In der Praxis stellt sich das KMG als stumpfe Waffe heraus.Ein ziemlich offensichtliches Problem ergibt sich zunächst durch das Prinzip der self-regulation. In der Tat obliegt die Umsetzung und Überwachung des Finanzierungsverbots im KMG weitgehend den entsprechenden Normadressaten. Das reicht kaum für eine effektive Umsetzung des Finanzierungsverbots. Zweitens bleiben die strafrechtlichen Bestimmungen des KMG oft weitgehend ineffektiv. Wenn jemand die Möglichkeit einer Widerhandlung gegen das Finanzierungsverbot lediglich in Kauf nimmt, im Sinne eines Eventualvorsatzes, kommt er nämlich straffrei davon. Drittens ist in der Praxis die Absicht der Umgehung des Verbots sehr schwierig zu beweisen.
Fadenscheinige Argumente gegen die Initiative
Eines der Hauptargumente der Gegner der Initiative, inclusive Bundesrat, sind die angeblich negativen Auswirkungen auf die Rüstungsindustrie der Schweiz, inklusive dem Verlust von Arbeitsplätzen in den Rüstungsbetrieben und ihren Zulieferern. Dem lässt sich entgegnen, dass die hiesige Rüstungsindustrie nur sekundär betroffen wäre und dass das Finanzierungsverbot in erster Linie die SNB, Stiftungen und Vorsorgeeinrichtungen trifft.

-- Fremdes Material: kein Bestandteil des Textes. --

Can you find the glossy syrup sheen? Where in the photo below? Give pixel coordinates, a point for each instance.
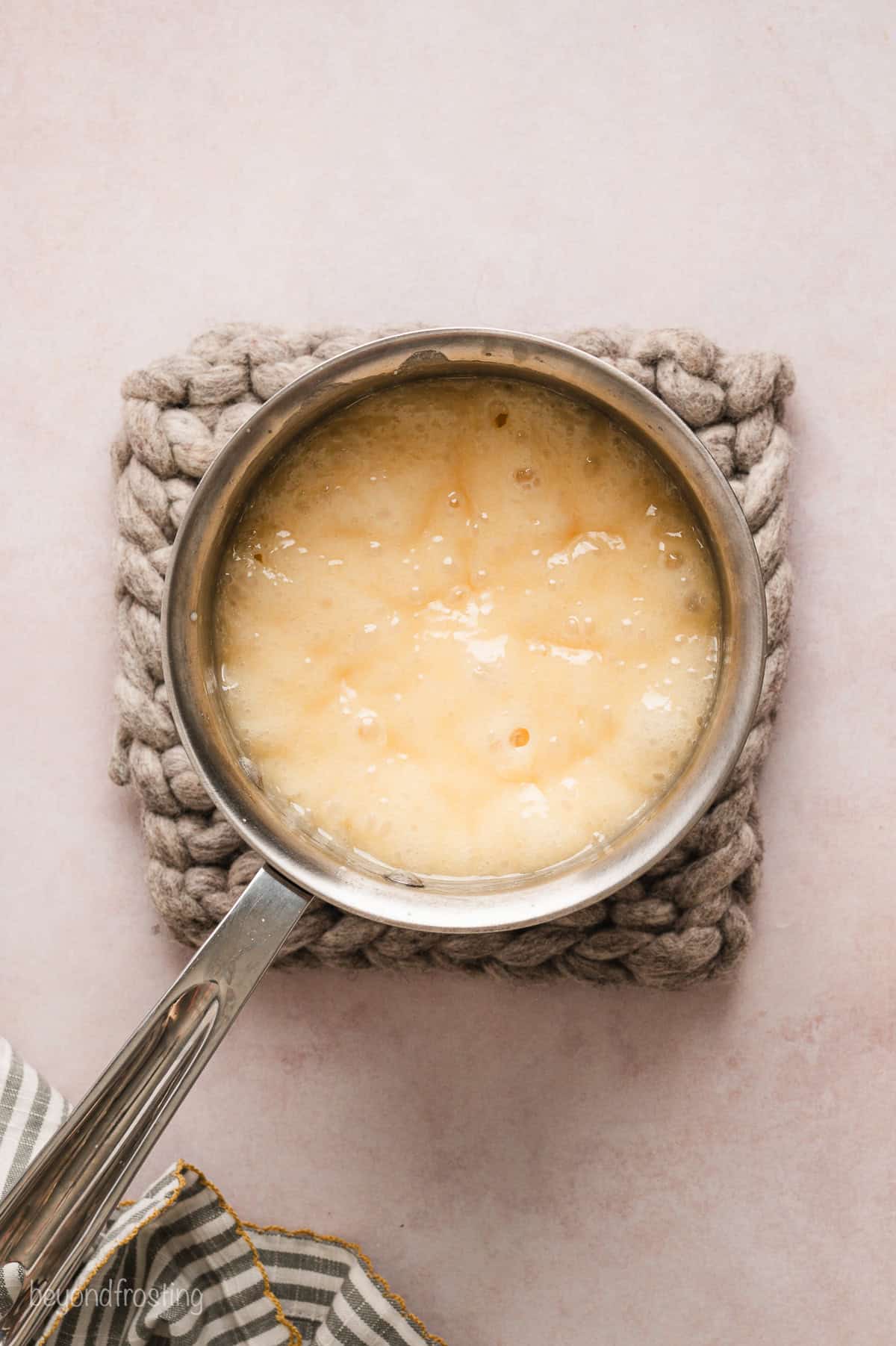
(467, 626)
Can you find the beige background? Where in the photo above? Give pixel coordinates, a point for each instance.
(526, 1166)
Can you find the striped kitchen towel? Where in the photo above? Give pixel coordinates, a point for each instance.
(181, 1265)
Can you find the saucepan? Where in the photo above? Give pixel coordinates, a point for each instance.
(49, 1220)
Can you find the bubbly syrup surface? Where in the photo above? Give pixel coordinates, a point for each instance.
(468, 628)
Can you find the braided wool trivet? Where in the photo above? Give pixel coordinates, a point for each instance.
(682, 922)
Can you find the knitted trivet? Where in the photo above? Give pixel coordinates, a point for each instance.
(686, 920)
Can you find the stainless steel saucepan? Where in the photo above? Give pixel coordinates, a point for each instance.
(49, 1220)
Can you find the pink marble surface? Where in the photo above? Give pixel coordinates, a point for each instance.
(523, 1165)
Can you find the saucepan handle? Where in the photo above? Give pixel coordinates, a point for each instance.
(53, 1215)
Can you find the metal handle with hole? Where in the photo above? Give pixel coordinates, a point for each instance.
(55, 1210)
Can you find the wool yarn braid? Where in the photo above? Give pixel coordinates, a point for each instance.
(682, 922)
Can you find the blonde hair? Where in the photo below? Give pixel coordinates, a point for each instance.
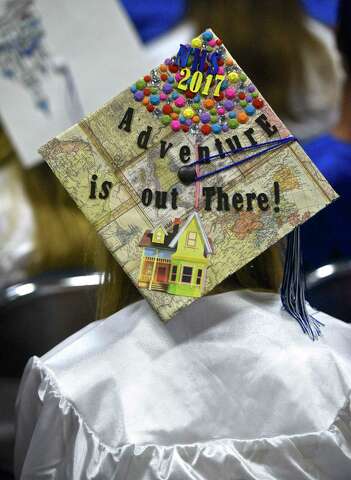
(269, 40)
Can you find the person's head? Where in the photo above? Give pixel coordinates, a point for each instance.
(343, 34)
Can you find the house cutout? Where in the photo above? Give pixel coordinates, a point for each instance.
(176, 261)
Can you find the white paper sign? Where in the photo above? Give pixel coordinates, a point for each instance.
(89, 50)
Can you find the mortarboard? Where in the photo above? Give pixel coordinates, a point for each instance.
(188, 175)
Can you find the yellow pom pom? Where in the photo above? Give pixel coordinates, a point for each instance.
(188, 112)
(233, 77)
(196, 42)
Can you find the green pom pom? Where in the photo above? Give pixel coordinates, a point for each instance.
(166, 119)
(140, 84)
(233, 123)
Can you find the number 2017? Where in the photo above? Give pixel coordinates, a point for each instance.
(196, 82)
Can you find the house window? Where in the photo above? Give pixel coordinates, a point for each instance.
(191, 239)
(174, 273)
(186, 274)
(148, 268)
(158, 236)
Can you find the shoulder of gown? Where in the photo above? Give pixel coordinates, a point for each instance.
(232, 374)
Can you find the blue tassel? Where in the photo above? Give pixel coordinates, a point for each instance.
(292, 291)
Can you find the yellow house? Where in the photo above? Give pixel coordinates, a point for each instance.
(190, 260)
(176, 261)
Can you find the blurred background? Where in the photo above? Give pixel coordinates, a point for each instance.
(61, 60)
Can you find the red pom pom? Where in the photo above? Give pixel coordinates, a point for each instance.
(257, 102)
(189, 94)
(167, 109)
(219, 97)
(206, 129)
(173, 68)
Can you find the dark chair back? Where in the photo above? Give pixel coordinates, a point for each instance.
(35, 316)
(329, 290)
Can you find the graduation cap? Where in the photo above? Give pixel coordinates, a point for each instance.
(188, 175)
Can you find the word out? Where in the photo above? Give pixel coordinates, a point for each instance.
(238, 201)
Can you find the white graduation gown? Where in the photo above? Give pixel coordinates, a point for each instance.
(229, 389)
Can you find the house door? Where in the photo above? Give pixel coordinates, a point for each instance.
(162, 274)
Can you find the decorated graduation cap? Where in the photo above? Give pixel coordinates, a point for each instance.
(188, 175)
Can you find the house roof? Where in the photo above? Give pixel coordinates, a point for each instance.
(208, 246)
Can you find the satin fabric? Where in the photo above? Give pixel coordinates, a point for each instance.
(228, 389)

Kaum ein Schweizer Rüstungsunternehmen ist gross genug, in einem geläufigen internationalen Fond, in den die SNB oder Pensionskassen investieren, abgebildet zu sein.
Es wird ferner behauptet, dass der Ausschluss von Rüstungsproduzenten aus Anlageportfolien die Rentensicherheit gefährden oder die Gewinne schmälern würde. Die rasanten Entwicklungen im Bereich der Steuerung von Finanzflüssen in nachhaltige Aktivitäten (sustainable finance) beweisen aber das Gegenteil: nachhaltiges Investieren ist gewinnbringend und die Zukunft des Finanzsektors.
Stichhaltige Argumente für die Initiative
Eine Annahme der Initiative hätte zahlreiche positive Auswirkungen.
1. Weniger Waffen und Gewalt: Das Geschäft mit den Waffen floriert. Seit dem Ende des Kalten Krieges ist eine stetige Zunahme von Waffen und eine erschreckende Innovation von Waffentechnologie feststellbar. Je mehr Waffen im Umlauf sind, desto gefährlicher können schon kleine Konflikte und Reibereien werden. Ferner wird das Risiko der Verbreitung von Massenvernichtungswaffen, incl. Atomwaffen, akzentuiert.
2. Bekämpfung der Flüchtlingsströme: Millionen Menschen werden weltweit durch Kriege und Konflikte aus ihrer Heimat vertrieben. Werden potentiellen Kriegen und Konflikten durch das Versieben von Waffenlieferungen der Boden entzogen, trägt das zur Bekämpfung der Fluchtursachen bei.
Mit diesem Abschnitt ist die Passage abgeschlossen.